We’re still in the learning phase, but we will start asking AI for more. Running a building is complicated. You can make adjustments and then wonder, “Did it help me or not?” Maybe other parameters kicked in that you didn’t know about. AI can look at all these different points—but the average person can’t.
Here’s another use for AI. Every device I’ve put in talks through BACnet to my BAS—but what if people haven’t done that and information is scattered in different parts of the cloud? AI can aggregate the data, analyze it, and then write back to just the BAS. Instead of spending money to completely replace stranded assets, people can spend money on the AI and keep things in place that are good at what they do.
What steps or actions should a building owner or facilities director take to move toward their sustainability and energy goals today?
You have to install meters. If you don’t meter your systems, you can’t prove the savings. You need to solidify that what you’re doing is the right thing. You need to get the message out.

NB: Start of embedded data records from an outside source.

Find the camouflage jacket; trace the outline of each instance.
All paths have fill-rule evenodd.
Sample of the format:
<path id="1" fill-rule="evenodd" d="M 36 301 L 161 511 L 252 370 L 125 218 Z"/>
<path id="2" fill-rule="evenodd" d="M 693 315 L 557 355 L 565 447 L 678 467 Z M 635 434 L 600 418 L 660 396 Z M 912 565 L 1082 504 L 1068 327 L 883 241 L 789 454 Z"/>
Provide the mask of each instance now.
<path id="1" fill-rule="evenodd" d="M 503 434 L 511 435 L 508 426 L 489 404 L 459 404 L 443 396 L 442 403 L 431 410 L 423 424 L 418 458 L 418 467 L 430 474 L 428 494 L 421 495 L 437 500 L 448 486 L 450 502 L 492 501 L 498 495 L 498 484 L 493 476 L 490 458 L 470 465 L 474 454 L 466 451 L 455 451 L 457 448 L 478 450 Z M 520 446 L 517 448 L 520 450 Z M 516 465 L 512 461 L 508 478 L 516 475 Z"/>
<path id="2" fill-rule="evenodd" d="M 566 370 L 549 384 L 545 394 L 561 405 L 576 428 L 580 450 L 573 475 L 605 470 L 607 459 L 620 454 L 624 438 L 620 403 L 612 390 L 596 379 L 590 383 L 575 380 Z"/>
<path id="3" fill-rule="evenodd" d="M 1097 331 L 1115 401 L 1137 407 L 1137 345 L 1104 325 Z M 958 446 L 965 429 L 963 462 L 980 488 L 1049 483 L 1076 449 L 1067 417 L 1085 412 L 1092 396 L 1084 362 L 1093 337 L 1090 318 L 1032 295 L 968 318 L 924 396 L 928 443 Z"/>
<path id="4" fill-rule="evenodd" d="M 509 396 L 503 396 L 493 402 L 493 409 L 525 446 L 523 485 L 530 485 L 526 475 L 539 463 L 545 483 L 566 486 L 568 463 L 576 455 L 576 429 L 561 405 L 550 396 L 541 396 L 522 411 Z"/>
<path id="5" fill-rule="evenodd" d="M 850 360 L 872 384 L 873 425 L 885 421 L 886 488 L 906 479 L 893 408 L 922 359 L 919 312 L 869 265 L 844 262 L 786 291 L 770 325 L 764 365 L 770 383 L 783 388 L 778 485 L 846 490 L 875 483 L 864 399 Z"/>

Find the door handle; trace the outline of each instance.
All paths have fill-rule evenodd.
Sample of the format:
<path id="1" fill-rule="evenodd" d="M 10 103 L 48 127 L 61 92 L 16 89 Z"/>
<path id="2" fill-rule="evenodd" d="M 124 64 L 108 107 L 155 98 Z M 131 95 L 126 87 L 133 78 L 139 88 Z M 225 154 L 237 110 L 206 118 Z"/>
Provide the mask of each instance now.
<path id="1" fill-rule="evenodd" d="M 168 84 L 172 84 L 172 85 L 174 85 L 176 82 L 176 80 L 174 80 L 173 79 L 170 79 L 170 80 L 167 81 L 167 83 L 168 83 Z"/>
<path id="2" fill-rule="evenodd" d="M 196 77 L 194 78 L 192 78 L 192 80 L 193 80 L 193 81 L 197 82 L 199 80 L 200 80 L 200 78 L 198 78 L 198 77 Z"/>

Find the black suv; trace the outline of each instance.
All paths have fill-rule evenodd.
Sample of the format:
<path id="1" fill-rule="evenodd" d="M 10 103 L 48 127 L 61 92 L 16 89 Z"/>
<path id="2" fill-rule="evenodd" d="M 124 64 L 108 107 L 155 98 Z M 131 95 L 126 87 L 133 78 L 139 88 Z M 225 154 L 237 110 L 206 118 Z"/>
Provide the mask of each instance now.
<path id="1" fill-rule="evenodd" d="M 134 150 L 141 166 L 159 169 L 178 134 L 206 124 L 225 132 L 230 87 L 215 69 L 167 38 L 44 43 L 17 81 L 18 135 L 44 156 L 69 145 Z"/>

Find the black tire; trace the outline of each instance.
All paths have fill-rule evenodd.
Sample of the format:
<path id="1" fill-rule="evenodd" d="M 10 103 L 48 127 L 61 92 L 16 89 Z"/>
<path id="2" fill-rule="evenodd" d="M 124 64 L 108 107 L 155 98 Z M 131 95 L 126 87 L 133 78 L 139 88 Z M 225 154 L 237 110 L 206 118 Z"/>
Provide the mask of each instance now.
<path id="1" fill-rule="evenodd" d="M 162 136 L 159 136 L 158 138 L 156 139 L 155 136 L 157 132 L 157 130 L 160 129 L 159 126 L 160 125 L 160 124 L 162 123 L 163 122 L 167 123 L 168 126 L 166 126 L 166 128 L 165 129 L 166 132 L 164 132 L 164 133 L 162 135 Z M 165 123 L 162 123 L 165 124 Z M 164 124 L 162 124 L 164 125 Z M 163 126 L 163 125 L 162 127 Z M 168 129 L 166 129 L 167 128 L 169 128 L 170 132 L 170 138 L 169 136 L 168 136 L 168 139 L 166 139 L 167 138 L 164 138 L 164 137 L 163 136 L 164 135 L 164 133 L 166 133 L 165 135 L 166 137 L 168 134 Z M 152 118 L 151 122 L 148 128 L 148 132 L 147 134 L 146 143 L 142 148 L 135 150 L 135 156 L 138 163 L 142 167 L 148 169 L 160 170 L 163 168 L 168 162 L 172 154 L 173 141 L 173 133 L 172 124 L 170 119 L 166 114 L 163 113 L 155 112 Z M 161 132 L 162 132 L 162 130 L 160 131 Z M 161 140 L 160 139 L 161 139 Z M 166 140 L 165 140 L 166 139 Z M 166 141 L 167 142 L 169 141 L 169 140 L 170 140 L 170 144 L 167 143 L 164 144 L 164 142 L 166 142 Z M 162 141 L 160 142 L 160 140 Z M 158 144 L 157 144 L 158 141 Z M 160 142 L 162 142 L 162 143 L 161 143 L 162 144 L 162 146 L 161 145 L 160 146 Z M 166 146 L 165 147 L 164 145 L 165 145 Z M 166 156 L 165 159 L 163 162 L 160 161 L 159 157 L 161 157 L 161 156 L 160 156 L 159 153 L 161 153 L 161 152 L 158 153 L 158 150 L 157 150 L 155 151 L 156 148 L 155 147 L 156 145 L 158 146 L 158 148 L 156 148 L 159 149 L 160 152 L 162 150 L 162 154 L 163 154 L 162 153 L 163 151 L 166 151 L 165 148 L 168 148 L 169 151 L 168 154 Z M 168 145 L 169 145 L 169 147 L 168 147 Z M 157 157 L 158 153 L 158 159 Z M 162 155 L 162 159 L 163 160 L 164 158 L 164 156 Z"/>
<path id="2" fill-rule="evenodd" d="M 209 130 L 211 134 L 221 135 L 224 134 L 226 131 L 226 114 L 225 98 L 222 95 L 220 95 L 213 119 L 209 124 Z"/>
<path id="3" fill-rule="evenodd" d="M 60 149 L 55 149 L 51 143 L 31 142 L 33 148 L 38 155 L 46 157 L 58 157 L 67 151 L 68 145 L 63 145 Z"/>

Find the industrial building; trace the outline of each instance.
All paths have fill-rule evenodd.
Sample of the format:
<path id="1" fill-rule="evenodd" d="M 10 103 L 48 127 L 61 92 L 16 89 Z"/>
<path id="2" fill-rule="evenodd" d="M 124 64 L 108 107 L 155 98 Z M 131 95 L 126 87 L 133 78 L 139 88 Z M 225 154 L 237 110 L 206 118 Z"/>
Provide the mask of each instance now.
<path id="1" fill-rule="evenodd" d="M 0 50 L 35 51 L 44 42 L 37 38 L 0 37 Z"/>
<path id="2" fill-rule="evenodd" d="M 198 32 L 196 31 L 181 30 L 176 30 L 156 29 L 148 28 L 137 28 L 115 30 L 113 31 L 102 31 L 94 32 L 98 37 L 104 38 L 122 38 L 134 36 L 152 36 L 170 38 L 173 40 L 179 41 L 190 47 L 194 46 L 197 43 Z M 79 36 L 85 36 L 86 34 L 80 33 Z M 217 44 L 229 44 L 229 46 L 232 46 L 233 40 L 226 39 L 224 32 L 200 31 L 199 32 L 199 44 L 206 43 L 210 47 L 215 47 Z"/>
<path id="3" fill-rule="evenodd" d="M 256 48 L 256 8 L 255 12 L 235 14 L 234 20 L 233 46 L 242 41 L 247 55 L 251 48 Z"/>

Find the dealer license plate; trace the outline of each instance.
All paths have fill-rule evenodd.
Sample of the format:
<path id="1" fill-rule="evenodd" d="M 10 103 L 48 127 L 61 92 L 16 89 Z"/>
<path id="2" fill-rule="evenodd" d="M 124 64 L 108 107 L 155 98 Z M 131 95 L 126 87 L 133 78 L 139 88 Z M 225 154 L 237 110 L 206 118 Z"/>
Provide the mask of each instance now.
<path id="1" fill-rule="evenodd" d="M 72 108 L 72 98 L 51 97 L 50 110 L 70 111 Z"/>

If you’re still running buildings on pneumatic controls, you need to come up with a five-year plan to get rid of them. It doesn’t have to be all at once. When my buildings went from pneumatic to direct digital control and had lighting and occupancy information feeding into the BAS, they used 50% less energy. Toss solar panels on top of them, and we drop it down more. Find a 250-kW battery and voilà, the buildings can almost become net-zero.
Install occupancy-based controls. You have to be able to control what gets heating and cooling based on when there’s people there. You may have to come up with $1 million upfront, depending on the building size. But how much money does the building cost you to run every year? You’ll save 30% to 50% easily. Electric rates are not going down.
And take advantage of solar. You can get help from the Inflation Reduction Act (IRA) and still have a power purchase agreement with somebody, which should bring your rates down. Many contracts lock in rates and promise no inflation.
Switching everything to LEDs is a no brainer now. With the IRA money, people need to step up. And if you can’t do it yourself, then reach out to somebody that can help with the paperwork and the project management. There are companies out there. They may take half of your IRA refund, but you will get the project done and get the benefits of the energy savings forever after.
If you’re running a facility and you have a team, share the vision with the team. They need to know what you’re doing and why. After 10 years of speaking engagements, I finally presented to my own department—to my team and the facilities controls specialist who does the crazy implementations I request. Afterward, he said, “Oh, my God, Ken, we can do better.” Keeping the people around you motivated helps because this is bigger than one person can do.
Finally, build relationships. If you’re working on a large campus or building, you’re typically not the one who gets to make all the decisions. How do you get things done right? Maybe that means you buy coffee for the director of procurement. Become friends with the IT department because you can’t do anything without IT onboard now. If you plug something into the IT network, and their job is to protect the campus, they see you as a threat. Have conversations with them. Buying them lunch is cheap compared to them shutting down one of your projects.
Build relationships with everyone. Your peers, your utility company because they can do things to make your life easier, and people who have publications like this. Because someone might read this and say, “Hey, Kenny is doing cool stuff over at CSUDH. We have a widget that can save his campus money.”